One student wrote, “I was determined not to participate in theatre because I didn’t think I had the passion or skill to work on my craft on a more professional and scholarly level. After a friendly push from my parents to give [it] ... a shot, all it took was two class periods in Mark Cryer’s 100 course my sophomore year to completely re-shift my academic focus. [He] put a lot of time and effort into challenging me and helping me learn because he saw something in me that I didn’t.
“Mark Cryer single-handedly inspired me to major in theatre,” the student continued. “Never has a class with him gone by where I didn’t feel like I learned something and grew as both an actor and a person.”
Another student noted that Cryer “speaks candidly with his students, makes us laugh, makes us think critically and shows us a level of respect — as his peers — that I have not seen many other professors do or [even] attempt to do.
“He is a very gifted actor, sure, but he is first-and-foremost a very gifted professor. There are few professors or teachers that I’ve had the pleasure of working with that have changed my life for the better. Mark Cryer is one of those people,” the student said.
Cooley, who came to Hamilton in 2018, earned her doctorate and master’s degree from Stanford University, where she specialized in early modern history and history of science. She received one of the most prestigious fellowships in the field of Renaissance studies, a post-doctoral fellowship at Harvard University’s Center for Italian Renaissance Studies, I Tatti, for the 2021-22 academic year.
“I felt my cheeks burn from smiling so hard under my mask,” said one student. “Here was a class filled with intellectually curious students, in awe of a professor who was equipped and eager to take us each on a journey through different eras and regions, making historiography and primary sources our friends. … Cooley’s particular strength was the attention she paid to each individual student as we conducted three independent research projects.”
Another nominator described the unusual opportunity as a first-year student to work in Hamilton Special Collections and the John Carter Brown Library at Brown University. This student was gratified when Cooley proffered an invitation to join the research team she was putting together for the summer, confiding, “Although I was nervous about my own capabilities, [Cooley] encouraged me and supported me in developing a unique and personal approach and aim for the research I intend to do later this year.”

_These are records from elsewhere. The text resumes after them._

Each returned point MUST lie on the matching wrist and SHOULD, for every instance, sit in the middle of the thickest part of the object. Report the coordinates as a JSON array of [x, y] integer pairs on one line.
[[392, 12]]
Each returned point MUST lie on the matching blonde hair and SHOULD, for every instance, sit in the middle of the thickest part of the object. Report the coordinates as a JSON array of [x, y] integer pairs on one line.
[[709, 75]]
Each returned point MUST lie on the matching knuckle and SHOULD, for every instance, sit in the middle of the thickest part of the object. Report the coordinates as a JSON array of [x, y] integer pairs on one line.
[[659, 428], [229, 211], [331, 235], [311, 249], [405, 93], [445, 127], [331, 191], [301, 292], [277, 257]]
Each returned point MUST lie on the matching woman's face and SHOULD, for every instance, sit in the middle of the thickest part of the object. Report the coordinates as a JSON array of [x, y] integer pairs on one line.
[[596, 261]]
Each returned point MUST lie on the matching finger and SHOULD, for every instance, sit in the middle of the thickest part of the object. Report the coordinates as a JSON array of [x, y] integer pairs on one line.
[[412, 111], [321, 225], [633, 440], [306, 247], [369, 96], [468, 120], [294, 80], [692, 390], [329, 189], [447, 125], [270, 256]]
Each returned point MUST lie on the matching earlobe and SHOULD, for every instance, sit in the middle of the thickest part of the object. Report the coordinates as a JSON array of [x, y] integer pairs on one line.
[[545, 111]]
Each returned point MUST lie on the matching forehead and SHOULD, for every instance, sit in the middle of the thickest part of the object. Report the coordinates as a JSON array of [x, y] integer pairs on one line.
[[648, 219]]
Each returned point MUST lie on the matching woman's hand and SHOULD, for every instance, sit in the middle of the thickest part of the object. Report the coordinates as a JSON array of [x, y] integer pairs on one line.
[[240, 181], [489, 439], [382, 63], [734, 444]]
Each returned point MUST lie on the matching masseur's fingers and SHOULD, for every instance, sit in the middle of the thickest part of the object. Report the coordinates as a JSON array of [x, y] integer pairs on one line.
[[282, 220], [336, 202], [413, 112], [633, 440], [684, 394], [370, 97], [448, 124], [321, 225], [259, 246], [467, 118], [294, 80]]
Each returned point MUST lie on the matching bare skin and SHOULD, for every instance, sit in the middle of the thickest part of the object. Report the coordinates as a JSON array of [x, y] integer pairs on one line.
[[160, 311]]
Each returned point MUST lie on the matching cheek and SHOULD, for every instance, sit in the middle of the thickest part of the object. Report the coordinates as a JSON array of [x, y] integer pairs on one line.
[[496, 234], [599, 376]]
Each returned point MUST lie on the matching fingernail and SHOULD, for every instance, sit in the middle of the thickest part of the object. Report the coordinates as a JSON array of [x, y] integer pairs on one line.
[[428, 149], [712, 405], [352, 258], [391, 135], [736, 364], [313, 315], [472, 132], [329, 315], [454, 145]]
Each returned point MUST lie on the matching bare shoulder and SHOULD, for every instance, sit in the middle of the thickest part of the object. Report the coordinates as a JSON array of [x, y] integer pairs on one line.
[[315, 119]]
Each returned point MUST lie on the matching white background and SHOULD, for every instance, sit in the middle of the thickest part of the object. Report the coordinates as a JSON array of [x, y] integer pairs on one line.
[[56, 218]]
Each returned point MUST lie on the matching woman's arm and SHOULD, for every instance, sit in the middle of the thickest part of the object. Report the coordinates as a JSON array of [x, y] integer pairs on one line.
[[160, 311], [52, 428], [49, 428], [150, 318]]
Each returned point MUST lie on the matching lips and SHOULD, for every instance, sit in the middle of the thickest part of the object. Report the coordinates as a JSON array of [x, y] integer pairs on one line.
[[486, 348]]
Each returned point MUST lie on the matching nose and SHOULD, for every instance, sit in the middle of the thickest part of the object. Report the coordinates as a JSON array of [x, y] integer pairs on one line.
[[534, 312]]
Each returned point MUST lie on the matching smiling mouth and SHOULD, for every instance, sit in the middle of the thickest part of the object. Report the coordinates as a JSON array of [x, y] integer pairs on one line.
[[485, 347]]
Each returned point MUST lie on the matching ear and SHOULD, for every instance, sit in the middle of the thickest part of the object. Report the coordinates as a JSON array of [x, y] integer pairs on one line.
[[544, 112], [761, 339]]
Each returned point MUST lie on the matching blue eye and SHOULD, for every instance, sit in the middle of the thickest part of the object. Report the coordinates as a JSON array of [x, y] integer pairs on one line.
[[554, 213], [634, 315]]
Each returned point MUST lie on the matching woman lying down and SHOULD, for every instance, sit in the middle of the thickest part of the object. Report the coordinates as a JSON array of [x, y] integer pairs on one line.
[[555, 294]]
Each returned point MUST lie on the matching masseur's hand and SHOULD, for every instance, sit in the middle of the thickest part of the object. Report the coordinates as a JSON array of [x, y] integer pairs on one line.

A third nominator wrote about Cooley’s mentoring. “I had the excellent opportunity to work with [her] on original research funded by the Levitt Winter Grant with a small team of Hamilton students. Though we were all working on different projects, she was able to ... make brilliant connections between varying focuses. ... I greatly appreciated her confidence in me during the times in which I felt more like an imposter than a scholar.”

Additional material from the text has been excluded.